Yes, Talbot Bulstrode lounged with languid step to meet his Destiny, in a wood upon the borders of the Park; a part of the Park, indeed, inasmuch as it was within the boundary-fence of John's domain. The wood-anemones trembled in the spring breezes, deep in those shadowy arcades; pale primroses showed their mild faces amid their sheltering leaves; and in shady nooks, beneath low-spreading boughs of elm and beech, oak and ash, the violets hid their purple beauty from the vulgar eye. A lovely spot, soothing by its harmonious influence; a very forest sanctuary, without whose dim arcades man cast his burden down, to enter in a child. Captain Bulstrode had felt in no very pleasant humour as he walked across the lawn; but some softening influence stole upon him, on the threshold of that sylvan shelter, which made him feel a better man. He began to question himself as to how he was playing his part in the great drama of life.
"Good heavens!" he thought, "what a shameful coward, what a negative wretch, I have become by this one grief of my manhood! An indifferent son, a careless brother, a useless, purposeless creature, content to dawdle away my life in feeble pottering with political economy. Shall I ever be in earnest again? Is this dreary doubt of every living creature to go with me to my grave? Less than two years ago my heart sickened at the thought that I had lived to two-and-thirty years of age, and had never been loved. Since then—since then—since then I had lived through life's brief fever; I have fought manhood's worst and sharpest battle, and find myself—where?
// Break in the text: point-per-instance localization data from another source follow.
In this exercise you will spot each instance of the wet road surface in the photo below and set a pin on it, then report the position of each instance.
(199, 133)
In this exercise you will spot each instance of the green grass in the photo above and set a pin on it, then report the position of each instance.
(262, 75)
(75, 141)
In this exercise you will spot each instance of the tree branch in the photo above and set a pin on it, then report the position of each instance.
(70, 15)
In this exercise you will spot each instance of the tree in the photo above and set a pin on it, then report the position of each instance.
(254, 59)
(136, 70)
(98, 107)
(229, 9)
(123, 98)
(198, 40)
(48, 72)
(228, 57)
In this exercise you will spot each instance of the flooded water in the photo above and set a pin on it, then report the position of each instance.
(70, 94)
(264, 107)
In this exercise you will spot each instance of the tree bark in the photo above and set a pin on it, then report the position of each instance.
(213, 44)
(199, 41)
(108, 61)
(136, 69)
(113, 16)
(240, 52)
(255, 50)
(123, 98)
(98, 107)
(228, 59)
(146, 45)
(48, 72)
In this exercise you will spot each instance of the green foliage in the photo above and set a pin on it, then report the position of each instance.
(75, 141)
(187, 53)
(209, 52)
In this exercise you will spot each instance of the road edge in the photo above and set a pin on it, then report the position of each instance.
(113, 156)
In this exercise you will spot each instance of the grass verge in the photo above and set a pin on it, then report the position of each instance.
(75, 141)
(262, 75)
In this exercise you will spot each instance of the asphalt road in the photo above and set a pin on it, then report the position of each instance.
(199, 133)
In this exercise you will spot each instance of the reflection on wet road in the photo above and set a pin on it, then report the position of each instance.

Exactly where I was before; still companionless upon the dreary journey; only a little nearer to the end."
He walked slowly onward into the woodland aisle, other aisles branching away from him right and left into deep glades and darkening shadow. A month or so later, and the mossy ground beneath his feet would be one purple carpet of hyacinths, the very air thick with a fatal-scented vapour from the perfumed bulbs.
"I asked too much," said Talbot, in that voiceless argument we are perpetually carrying on with ourselves; "I asked too much; I yielded to the spell of the siren, and was angry because I missed the white wings of the angel. I was bewitched by the fascinations of a beautiful woman, when I should have sought for a noble-minded wife."
He went deeper and deeper into the wood, going to his fate, as another man was to do before the coming summer was over; but to what a different fate! The long arcades of beech and elm had reminded him from the first of the solemn aisles of a cathedral. The saint was only needed. And coming suddenly to a spot where a new arcade branched off abruptly on his right hand, he saw, in one of the sylvan niches, as fair a saint as had ever been modelled by the hand of artist and believer,—the same golden-haired angel he had seen in the long drawing-room at Felden Woods,—Lucy Floyd, with the pale aureola about her head, her large straw-hat in her lap filled with anemones and violets, and the third volume of a novel in her hand.
How much in life often hangs, or seems to us to hang, upon what is called by playwrights, "a situation!" But for this sudden encounter, but for thus coming upon this pretty picture, Talbot Bulstrode might have dropped into his grave ignorant to the last of Lucy's love for him. But, given a sunshiny April morning (April's fairest bloom, remember, when the capricious nymph is mending her manners, aware that her lovelier sister May is at hand, and anxious to make a good impression before she drops her farewell curtsy, and weeps her last brief shower of farewell tears)—given a balmy spring morning, solitude, a wood, wild-flowers, golden hair and blue eyes, and is the result difficult to arrive at?
Talbot Bulstrode, leaning against the broad trunk of a beech, looked down at the fair face, which crimsoned under his eyes; and the first glimmering hint of Lucy's secret began to dawn upon him. At that moment he had no thought of profiting by the discovery, no thought of what he was afterwards led on to say. His mind was filled with the storm of emotion that had burst from him in that wild cry to Aurora. Rage and jealousy, regret, despair, envy, love, and hate,—all the conflicting feelings that had struggled like so many demons in his soul at sight of Aurora's happiness, were still striving for mastery in his breast; and the first words he spoke revealed the thoughts that were uppermost.
"Your cousin is very happy in her new life, Miss Floyd?" he said.
Lucy looked up at him with surprise. It was the first time he had spoken to her of Aurora.
"Yes," she answered quietly, "I think she is happy."